05/11/2025
Khancobin long weekend Gliding with GCV.
Photo, story: Bernie Hochwimmer
Awesome soaring, reaching Kosiusko-Plateau & Tooma Dam. Three others from our MBGC, Roger, Peter and Whayne also participated with GCV.
# 1 Indi Ridge Line, ending at Mt Youngal (in cloud shadow~ 5,000'). Here I had some real excitement. A Meteorite with sparkling white and orange trail and green tinged white-hot core hurled WSW toward the ground. My flight log entry shows estimated time of 4.40, it was actually 4.30 pm. Moment's past as I flew towards the impact site, the shock wave from it I presumed, upended my glider into a dive I pulled out of with interesting moments!
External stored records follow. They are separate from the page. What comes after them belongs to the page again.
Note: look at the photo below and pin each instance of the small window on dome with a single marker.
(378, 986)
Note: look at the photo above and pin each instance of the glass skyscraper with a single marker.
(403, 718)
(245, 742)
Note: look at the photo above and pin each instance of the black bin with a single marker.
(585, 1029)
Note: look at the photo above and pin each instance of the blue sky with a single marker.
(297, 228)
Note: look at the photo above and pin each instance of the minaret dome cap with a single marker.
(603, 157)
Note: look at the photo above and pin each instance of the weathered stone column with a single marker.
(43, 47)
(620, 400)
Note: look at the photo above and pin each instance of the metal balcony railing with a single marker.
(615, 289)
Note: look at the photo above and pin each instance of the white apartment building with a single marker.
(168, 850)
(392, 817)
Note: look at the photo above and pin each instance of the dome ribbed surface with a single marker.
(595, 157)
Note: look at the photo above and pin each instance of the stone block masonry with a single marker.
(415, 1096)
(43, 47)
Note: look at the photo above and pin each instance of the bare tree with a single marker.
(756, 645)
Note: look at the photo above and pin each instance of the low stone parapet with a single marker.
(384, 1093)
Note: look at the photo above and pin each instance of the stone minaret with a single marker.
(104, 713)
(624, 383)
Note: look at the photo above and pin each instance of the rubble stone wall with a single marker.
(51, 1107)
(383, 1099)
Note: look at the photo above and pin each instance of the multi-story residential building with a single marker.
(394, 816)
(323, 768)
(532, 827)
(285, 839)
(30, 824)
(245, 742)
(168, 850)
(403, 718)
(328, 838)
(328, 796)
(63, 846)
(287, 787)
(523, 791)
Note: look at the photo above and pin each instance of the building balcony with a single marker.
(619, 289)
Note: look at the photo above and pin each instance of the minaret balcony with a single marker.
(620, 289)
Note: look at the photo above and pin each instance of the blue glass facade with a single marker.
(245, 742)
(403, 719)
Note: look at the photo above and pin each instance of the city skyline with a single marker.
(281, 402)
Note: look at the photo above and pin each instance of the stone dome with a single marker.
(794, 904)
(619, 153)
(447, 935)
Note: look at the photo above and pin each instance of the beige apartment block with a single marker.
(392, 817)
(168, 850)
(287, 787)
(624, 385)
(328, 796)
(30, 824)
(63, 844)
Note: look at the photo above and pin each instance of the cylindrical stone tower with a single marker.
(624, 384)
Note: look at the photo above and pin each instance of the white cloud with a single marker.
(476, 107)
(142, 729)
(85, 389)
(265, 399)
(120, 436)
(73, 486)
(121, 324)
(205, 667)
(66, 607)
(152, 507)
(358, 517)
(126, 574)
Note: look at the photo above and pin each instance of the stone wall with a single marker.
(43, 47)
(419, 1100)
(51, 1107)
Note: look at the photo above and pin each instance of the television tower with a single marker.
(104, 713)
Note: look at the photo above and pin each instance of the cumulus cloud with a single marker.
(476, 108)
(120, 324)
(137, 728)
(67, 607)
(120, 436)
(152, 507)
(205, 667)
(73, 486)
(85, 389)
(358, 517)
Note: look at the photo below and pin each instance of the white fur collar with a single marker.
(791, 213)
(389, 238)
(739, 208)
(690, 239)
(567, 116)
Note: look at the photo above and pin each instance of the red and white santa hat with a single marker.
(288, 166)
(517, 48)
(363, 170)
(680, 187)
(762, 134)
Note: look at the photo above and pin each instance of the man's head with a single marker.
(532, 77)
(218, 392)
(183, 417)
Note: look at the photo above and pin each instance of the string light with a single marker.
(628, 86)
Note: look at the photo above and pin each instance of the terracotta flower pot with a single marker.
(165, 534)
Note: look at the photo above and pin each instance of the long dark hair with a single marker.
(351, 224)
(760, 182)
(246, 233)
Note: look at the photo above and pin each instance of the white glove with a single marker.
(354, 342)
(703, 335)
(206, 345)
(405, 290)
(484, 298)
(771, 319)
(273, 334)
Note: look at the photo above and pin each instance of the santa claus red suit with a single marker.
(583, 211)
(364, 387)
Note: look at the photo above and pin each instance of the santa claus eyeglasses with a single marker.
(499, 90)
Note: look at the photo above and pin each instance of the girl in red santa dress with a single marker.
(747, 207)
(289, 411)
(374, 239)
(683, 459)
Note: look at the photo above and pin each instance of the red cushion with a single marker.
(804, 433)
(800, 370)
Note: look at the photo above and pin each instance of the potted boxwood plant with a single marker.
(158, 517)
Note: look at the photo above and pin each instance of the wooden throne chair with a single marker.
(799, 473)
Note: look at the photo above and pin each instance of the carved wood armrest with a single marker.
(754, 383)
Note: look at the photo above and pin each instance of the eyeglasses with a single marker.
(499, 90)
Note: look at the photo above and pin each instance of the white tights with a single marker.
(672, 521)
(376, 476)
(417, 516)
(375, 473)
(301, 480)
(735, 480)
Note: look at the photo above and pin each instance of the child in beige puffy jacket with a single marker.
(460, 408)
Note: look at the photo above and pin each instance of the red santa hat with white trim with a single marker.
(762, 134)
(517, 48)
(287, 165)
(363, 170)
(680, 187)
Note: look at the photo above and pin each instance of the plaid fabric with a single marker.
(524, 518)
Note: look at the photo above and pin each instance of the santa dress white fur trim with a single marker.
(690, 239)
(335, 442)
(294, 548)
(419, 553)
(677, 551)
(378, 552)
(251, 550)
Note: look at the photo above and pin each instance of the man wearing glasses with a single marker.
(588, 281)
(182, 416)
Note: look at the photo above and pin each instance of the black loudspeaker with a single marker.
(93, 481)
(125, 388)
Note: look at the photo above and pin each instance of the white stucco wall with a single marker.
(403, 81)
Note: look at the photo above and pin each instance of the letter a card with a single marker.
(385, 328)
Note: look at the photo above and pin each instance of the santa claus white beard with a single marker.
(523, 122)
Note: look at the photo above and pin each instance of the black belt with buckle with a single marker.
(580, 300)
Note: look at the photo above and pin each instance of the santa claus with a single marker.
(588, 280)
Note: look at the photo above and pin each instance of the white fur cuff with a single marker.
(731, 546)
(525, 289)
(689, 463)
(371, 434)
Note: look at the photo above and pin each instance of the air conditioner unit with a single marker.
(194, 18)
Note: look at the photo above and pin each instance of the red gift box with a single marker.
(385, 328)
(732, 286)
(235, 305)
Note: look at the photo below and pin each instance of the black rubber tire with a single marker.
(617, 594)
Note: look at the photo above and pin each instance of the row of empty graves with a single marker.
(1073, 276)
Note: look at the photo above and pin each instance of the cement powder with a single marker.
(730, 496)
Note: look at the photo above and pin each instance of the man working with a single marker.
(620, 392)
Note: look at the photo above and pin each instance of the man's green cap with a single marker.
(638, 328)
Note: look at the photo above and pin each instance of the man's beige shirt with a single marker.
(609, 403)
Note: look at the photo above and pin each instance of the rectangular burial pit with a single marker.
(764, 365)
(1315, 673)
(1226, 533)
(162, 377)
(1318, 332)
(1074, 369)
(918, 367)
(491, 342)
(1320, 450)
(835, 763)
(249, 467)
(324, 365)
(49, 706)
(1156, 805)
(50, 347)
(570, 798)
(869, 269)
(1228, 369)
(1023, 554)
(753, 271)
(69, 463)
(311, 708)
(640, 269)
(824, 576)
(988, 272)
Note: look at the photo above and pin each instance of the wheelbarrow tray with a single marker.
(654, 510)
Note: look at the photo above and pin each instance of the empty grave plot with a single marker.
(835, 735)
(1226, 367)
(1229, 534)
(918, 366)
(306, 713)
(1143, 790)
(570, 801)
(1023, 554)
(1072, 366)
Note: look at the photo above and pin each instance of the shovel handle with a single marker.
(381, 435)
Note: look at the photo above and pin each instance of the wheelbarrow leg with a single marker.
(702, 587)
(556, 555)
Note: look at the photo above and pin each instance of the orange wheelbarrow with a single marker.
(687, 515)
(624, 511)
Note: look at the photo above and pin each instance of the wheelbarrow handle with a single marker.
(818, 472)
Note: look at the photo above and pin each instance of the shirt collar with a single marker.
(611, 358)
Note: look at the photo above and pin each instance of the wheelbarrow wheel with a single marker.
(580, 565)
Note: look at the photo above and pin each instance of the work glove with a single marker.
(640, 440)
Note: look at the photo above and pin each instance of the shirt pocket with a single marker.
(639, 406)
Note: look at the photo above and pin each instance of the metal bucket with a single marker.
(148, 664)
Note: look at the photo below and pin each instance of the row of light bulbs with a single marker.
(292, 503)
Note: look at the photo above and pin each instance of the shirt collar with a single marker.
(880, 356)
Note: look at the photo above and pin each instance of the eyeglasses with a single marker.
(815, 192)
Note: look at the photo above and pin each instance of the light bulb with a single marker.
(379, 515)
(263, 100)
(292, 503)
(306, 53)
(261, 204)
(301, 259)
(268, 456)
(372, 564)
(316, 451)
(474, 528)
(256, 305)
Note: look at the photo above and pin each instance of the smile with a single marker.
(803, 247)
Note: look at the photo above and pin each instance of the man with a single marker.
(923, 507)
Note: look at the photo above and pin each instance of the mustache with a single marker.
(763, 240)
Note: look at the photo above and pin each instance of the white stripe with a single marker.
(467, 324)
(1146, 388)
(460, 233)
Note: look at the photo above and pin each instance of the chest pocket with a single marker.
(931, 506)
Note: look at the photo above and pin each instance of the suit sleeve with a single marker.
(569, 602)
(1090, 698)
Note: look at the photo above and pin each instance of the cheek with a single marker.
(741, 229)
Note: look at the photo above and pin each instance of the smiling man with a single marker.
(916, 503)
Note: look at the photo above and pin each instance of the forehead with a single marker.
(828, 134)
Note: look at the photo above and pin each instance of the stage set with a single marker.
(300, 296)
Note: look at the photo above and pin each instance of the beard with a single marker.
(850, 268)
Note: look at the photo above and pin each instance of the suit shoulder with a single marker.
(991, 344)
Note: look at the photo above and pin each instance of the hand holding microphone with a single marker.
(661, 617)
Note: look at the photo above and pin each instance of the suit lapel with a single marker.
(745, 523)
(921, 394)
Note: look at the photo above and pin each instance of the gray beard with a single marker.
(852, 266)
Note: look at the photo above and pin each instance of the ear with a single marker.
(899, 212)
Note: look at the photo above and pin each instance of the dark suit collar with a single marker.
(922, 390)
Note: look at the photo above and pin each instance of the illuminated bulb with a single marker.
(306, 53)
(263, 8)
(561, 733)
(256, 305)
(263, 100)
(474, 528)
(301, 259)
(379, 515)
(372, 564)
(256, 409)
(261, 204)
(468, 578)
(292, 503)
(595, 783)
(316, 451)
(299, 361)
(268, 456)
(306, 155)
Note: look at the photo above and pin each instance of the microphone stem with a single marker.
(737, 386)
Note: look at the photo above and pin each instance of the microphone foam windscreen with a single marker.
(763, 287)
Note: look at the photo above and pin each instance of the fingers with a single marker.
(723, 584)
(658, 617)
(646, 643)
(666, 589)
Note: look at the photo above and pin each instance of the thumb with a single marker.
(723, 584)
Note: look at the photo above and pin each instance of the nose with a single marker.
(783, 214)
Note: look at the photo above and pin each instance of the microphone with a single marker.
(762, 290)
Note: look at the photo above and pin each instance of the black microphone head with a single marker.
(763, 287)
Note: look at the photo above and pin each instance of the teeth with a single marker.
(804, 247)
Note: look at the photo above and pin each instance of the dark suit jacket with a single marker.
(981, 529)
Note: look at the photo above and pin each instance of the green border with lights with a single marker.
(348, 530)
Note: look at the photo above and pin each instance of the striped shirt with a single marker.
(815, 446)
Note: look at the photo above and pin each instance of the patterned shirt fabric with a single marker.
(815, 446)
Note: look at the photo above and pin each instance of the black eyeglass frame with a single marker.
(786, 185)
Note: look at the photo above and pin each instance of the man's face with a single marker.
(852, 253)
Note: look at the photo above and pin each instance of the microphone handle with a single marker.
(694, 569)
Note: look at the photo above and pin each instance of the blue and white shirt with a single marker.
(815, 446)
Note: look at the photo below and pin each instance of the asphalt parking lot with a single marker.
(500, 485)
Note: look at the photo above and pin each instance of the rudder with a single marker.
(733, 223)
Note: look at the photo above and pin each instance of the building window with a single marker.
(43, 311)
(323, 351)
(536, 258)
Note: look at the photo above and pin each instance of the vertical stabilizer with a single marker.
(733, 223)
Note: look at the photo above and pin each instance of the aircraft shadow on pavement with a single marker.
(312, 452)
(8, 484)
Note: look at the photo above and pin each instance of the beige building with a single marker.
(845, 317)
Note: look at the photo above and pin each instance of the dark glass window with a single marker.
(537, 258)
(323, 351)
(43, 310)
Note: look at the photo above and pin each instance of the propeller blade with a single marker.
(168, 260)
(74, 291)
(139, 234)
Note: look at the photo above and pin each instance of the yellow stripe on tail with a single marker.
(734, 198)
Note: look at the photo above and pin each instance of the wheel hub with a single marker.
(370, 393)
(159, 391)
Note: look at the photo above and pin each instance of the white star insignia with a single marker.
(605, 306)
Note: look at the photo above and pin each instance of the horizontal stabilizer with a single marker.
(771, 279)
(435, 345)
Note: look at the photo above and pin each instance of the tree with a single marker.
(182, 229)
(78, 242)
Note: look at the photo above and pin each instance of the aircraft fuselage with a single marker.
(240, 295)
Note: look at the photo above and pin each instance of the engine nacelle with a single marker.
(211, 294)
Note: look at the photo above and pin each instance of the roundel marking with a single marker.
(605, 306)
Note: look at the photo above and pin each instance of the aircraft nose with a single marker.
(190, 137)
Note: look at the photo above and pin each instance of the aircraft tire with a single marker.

Note the Gilmore Suture structural splay controlling the Indi Ridge and paddocks in the foreground.
Mt Unicorn Mo-Cu Ag porphyry left and below glider nose top.
# 2 Descending glider Delta-1 for Khancobin village airport, owned by the Snowy Hydro Authority. Valleys, farms, ranges and nature in this region …’Heaven on Earth’.
Mt Youngal (1,516m/4 974ft a.s.l.) head of the Khancobin Dam and the Indi Spur to the right.
Gilmore Suture- Geological & Geographical Influence:
Structures, porphyry mineralization, and geography here are controlled by the Gilmore Suture and its splay faults. It divides geological terranes that were once separated and collided during Cambro-Ordovician times, reaching mantle depth. This deep suture provided a fluid conduit emanating from later tectonic events, such as the Siluro-Devonian collisional and tensional mineralizing episodes, dotting copper-polymetalic porphyry, disseminated gold and tin mineralization through Queensland, New South Wales, and Victoria. Locally, such mineralization extends down the Snowy River–Banambra region to the Victorian south coast—mostly now locked up in Nationalparks.
The Gilmore Suture and its splays markedly influence today’s physical geography, shaping plateaus, ranges, gorges, and dams, displayed in this series of glider shots.
And this controls atmosphere, weather and gliding! You might then well say geology controls us glider pilots, helping those with rocks in their head😆
The suture extends through the Beardmore Mountains in Antarctica, a remnant from Gondwana days. It and its major geological splays are responsible for many of New South Wales’ giant porphyry copper-gold and disseminated gold–stockwork deposits. To the north, it continues into Queensland beneath the Thomson Sedimentary Trough and is likely expressed as fractures along the northern tropical Queensland coast near Mt Windsor.
It is named after Gilmore Creek near Talbingo Dam—a gorge feature it physically controls.